I don't think I've ever heard a Robert Forster record that I didn't like. I can't think of another long running musical obsession of mine, band or solo artist that I can say that of. Even R.E.M. let me down in the end. But Forster never has. And every record he's been on since the Go-Betweens first hatched in Brisbane in the late Seventies still has had a great deal to say for itself.
But even given Forster's hallowed status as a serious and genuine hero of mine, I approached The Candle & The Flame with particular excitement and anticipation because it was made under particularly trying circumstances, indicating that it might be a listen of an entirely different sort from what we're generally used to.
In 2021 Forster's wife Karen was diagnosed with ovarian cancer, and the prognosis was not good. Rather than being momentarily crushed by this turn of events as many would have been, Forster and his family circle chose to turn this into a creative act of solidarity and support, and eighteen months later we have The Candle & The Flame and it's a truly remarkable object. Not the doom and gloom ordeals we have got accustomed to in recent years from the likes of Nice Cave & the Bad Seeds and Mount Eerie, for someone who has past. but something much more celebratory and even upbeat in tone. With all of the wisdom of a loving husband and father.
This is in keeping with everything I've got to know about Forster down the years, listening to his records, reading the interviews he gives, and Robert is the most generous and eloquent interviewee I know. The whole slightly sad and thwarted story of the Go-Betweens, one of the most important bands of my adult lifetime, and the way he has tirelessly documented and anthologised it since the premature, untimely and frankly tragic death of his writing partner Grant McLennan in May 2006.
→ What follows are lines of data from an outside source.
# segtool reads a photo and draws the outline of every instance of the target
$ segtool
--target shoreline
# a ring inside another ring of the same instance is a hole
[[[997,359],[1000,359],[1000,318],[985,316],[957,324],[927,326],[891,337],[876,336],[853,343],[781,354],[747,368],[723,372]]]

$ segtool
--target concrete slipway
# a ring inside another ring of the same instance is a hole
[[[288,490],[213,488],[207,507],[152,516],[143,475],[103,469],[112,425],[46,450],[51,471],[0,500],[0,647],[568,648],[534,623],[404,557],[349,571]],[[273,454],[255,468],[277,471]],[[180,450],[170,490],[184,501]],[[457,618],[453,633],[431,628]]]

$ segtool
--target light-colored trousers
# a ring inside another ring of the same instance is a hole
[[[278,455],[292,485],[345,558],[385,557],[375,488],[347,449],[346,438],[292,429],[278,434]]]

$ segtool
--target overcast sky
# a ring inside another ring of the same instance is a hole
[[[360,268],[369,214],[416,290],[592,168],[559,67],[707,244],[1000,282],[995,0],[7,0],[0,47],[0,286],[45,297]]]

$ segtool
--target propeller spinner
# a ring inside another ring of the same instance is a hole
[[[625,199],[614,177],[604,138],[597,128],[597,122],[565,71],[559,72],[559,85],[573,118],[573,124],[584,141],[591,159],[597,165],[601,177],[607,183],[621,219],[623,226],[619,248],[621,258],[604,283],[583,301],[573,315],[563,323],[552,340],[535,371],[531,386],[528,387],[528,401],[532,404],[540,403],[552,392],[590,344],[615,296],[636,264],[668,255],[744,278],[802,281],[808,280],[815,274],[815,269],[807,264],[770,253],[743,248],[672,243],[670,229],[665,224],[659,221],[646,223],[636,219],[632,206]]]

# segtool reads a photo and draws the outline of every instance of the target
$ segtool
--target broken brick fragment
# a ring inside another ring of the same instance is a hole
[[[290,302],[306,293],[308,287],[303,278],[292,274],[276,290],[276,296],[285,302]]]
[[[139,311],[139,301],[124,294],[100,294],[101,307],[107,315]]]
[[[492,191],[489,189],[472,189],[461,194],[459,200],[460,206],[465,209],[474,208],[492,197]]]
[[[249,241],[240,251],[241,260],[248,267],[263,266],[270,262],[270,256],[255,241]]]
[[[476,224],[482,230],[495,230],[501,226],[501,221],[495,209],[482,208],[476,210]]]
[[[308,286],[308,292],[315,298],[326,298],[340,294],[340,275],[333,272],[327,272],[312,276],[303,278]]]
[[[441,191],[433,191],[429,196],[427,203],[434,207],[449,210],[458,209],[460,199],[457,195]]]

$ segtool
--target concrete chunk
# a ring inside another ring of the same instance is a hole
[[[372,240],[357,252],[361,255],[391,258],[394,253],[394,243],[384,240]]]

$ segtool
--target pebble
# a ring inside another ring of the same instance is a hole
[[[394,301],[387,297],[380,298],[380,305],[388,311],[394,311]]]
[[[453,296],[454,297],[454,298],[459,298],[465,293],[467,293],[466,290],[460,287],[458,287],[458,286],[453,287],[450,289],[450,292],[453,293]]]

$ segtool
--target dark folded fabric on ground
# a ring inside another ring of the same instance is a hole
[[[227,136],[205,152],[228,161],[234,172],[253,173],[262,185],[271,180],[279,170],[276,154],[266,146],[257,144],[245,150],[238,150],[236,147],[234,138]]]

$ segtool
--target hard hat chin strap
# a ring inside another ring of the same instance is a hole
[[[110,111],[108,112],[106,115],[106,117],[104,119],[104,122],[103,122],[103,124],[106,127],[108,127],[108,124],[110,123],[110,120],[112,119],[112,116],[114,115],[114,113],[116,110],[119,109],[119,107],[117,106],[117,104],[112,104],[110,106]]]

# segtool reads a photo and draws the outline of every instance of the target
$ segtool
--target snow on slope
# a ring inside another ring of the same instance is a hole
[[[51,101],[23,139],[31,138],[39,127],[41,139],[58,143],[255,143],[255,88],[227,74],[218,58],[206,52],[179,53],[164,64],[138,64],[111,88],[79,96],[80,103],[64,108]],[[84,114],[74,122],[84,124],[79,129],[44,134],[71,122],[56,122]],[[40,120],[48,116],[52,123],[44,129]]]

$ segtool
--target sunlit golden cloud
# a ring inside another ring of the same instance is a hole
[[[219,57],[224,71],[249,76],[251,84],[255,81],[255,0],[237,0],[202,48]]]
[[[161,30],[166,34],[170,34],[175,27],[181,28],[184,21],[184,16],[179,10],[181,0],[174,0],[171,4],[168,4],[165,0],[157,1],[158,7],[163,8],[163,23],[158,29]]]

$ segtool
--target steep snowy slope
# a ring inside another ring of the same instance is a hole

Forster's band for this project is composed of his closest intimates. Adele Pickvance, who played in the late incarnations of The Go-Betweens. His son Louis, also of the late Goon Sax. His daughter Loretta. Even Karen herself on xylophone and 'ba ba ba' backing vocals. It's a family circle and probably needed to be, given the circumstances.
Every song has the resonance, the intimacy and levity and love of family meals. In a way it's the most private of private rituals put on display. Forster sings of himself at 19. His early heroes, Bowie, Ferry, Byrne and Verlaine who taught him to be the only artist he could. He sings of the passage of meeting and falling in love with Karen in Germany. He sings of their current relationship with tablets and pills and her tenacious fight with cancer.
It's a beautiful, minimal and brave record by an artist who has always valued the minimal as an instrument for profound artistic expression. It's an album that doesn't say too much but just enough. One to come back to over the coming weeks and months as I surely will. Power to the Forster elbow.